The components are well done and more impressively, the game is quick and easy to play.  Most city builders take a while to master…”Suburbia“, for example, has a TON of tile effects that make things pretty complicated toward the end of the game.  Here, you’ll be thinking more about which buildings to go for and where to place them for maximum points as opposed to trying to remember that “X” tile will give you double points for every “Y” tile you have.  In other words, the scoring system is a bit simpler, despite the fact that each building type has its own way of scoring.  Tower tiles, for example, like to be stacked whereas wharfs like to be placed next to each other in a continuous line.

The resources are a nice touch too and I like the balancing act required to keep your score in check.  By not having enough resources, some of your tiles won’t score.  Have too much, and you’ll lose points for each excess resource you have.  This can be hard to do, what with you and your opponents fighting over row and column spaces outside the grid…not to mention the urbanist, who prevents an architect from being played in a way to where they’d point to it.  The architects are numbered one through four, so you’ll have to plan ahead and figure out which tiles to go for at the beginning of every round and hope you aren’t blocked mid-round by the other players.

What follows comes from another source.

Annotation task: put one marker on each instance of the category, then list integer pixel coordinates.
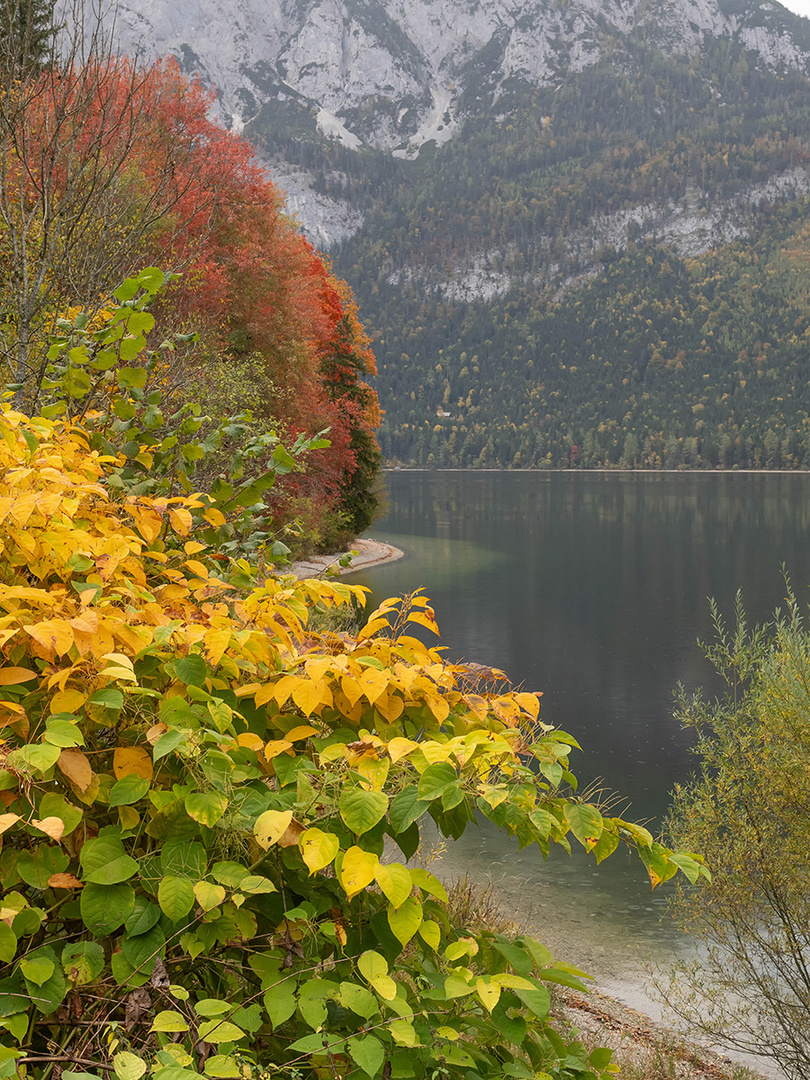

Simply put, Days of Wonder has done it again…that is, make an excellent and engaging game that will no doubt be a competitor for the 2016 DGA awards coming later this year.  I picked it up on the Miniature Market website for about $47 with shipping, though the MSRP seems to be a consistent $49.99.  A little pricey for my tastes I’ll admit, though my weakness for city builders got the best of me.  If you enjoyed the simplicity of “City Tycoon“, then by all means grab this game too.